Mister "Demang" Dadang Suganda Akui Pinjamkan Uang Hasil RTH Ke Mantan Sekda Kota Bandung.

Masih mengenai pinjaman uang ke mantan Sekda Kota Bandung Edi Siswadi, Demang saat memberi keterangan ditemani Penasehat Hukumnya, Anwar Djamaluddin, SH.,MH yang duduk di kursi pengunjung sidang, menjelaskan bahwa maksud Edi Siswadi meminjam uang adalah untuk mengikuti proses Pilkada Kota Bandung. Edi Siswadi sering datang ke rumahnya secara mendadak pinjam uang. Kadang-kadang seperti panik. Demang tidak tahu untuk apa saja digunakan oleh Edi Siswadi uang sebanyak Rp 10 miliar, tahunya cuma untuk Pilkada, untuk biaya para pendukungnya.

Pada sidang yang baru berakhir jam 21.35 itu, selain Demang, saksi yang dicecar Penuntut Umum KPK Haerudin dan Budi Nugraha adalah Tatang Sumpena dan Adang Saefudin. Keduanya kenal dengan Kadar Slamet melalui Dedi Setiadi (alm) pada tahun 2012. Menurut keduanya ada informasi dari Dedi bahwa ada proyek pembebasan tanah dari kadar sebesar Rp 20 miliar.

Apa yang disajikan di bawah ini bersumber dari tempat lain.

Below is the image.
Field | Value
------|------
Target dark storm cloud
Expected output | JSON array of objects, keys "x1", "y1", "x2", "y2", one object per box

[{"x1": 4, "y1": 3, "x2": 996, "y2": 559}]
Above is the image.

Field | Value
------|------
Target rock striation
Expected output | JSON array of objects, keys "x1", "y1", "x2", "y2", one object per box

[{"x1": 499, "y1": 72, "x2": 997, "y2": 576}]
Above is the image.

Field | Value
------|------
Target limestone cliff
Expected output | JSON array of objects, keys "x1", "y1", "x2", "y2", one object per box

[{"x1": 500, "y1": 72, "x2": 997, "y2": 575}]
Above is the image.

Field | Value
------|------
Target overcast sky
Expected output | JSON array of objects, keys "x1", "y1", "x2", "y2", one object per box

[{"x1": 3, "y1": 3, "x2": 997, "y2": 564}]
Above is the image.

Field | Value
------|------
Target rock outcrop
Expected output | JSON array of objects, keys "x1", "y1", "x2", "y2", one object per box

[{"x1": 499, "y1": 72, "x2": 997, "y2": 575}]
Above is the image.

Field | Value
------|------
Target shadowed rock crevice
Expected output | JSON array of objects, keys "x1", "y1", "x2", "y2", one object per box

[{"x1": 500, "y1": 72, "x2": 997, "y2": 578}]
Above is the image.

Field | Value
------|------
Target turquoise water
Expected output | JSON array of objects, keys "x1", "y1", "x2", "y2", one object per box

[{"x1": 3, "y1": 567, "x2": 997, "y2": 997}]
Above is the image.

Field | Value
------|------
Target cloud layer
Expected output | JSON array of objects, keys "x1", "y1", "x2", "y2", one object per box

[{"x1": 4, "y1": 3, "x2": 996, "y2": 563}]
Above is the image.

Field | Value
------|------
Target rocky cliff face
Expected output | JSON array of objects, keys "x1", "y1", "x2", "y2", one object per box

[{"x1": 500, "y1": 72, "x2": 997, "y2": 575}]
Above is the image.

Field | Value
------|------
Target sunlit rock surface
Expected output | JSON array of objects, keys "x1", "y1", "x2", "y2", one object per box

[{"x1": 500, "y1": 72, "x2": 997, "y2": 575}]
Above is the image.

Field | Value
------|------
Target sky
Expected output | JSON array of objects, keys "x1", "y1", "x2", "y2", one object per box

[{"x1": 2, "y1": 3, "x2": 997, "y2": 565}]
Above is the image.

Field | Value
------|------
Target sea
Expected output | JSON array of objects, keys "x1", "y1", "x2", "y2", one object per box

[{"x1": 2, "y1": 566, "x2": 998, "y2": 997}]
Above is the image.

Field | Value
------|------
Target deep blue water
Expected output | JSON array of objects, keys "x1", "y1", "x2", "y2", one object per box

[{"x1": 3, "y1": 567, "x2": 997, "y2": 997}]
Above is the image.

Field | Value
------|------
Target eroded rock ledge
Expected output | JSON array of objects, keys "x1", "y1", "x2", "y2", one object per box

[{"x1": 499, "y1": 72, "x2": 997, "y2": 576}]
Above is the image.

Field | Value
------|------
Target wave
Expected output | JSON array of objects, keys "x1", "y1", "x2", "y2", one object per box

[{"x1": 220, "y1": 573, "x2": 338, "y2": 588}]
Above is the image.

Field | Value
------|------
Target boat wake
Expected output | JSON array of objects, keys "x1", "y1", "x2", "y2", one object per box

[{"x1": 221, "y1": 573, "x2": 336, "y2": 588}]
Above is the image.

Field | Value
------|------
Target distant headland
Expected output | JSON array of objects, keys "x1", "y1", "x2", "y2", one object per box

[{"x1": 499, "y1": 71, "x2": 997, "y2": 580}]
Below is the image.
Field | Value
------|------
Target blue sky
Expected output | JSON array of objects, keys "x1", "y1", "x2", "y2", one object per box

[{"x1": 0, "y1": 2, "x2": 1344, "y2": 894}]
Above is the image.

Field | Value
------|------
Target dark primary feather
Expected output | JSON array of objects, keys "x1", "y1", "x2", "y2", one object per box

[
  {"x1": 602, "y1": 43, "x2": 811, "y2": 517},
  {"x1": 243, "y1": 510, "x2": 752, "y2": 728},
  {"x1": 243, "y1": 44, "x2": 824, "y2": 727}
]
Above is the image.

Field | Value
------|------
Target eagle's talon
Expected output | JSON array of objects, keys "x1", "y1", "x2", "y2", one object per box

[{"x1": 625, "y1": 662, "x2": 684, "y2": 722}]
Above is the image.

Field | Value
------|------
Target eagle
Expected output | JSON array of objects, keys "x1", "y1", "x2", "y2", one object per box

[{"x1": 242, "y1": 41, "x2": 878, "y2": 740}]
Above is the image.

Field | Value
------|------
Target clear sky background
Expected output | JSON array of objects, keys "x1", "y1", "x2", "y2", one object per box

Tatang lalu mengajak Dedi untuk menemui para pemilik tanah dan memperoleh 32 bidang tanah. Saran Kadar Slamet agar harga tanah harus di bawah Nilai Jual Objek Pajak (NJOP).  Para pemilik tanah lalu diberi uang tanda jadi yang jumlahnya bervariasi. Uang nya ada yang berasal dari Tatang Sumpena, "tidak banyak  cuma Rp 500 ribu," ujarnya. Tanah lalu dijual ke DPKAD Kota Bandung dengan harga NJOP Plus 75%. Untuk merealisasikannya, Tatang dan Adang sering bertemu dengan Wagiyo di kantor DPKAD dan melakukan 3 kali musyawarah. Kadar memerintahkan harus ada Kuasa dan tolong dicari dan dicari oleh Tatang.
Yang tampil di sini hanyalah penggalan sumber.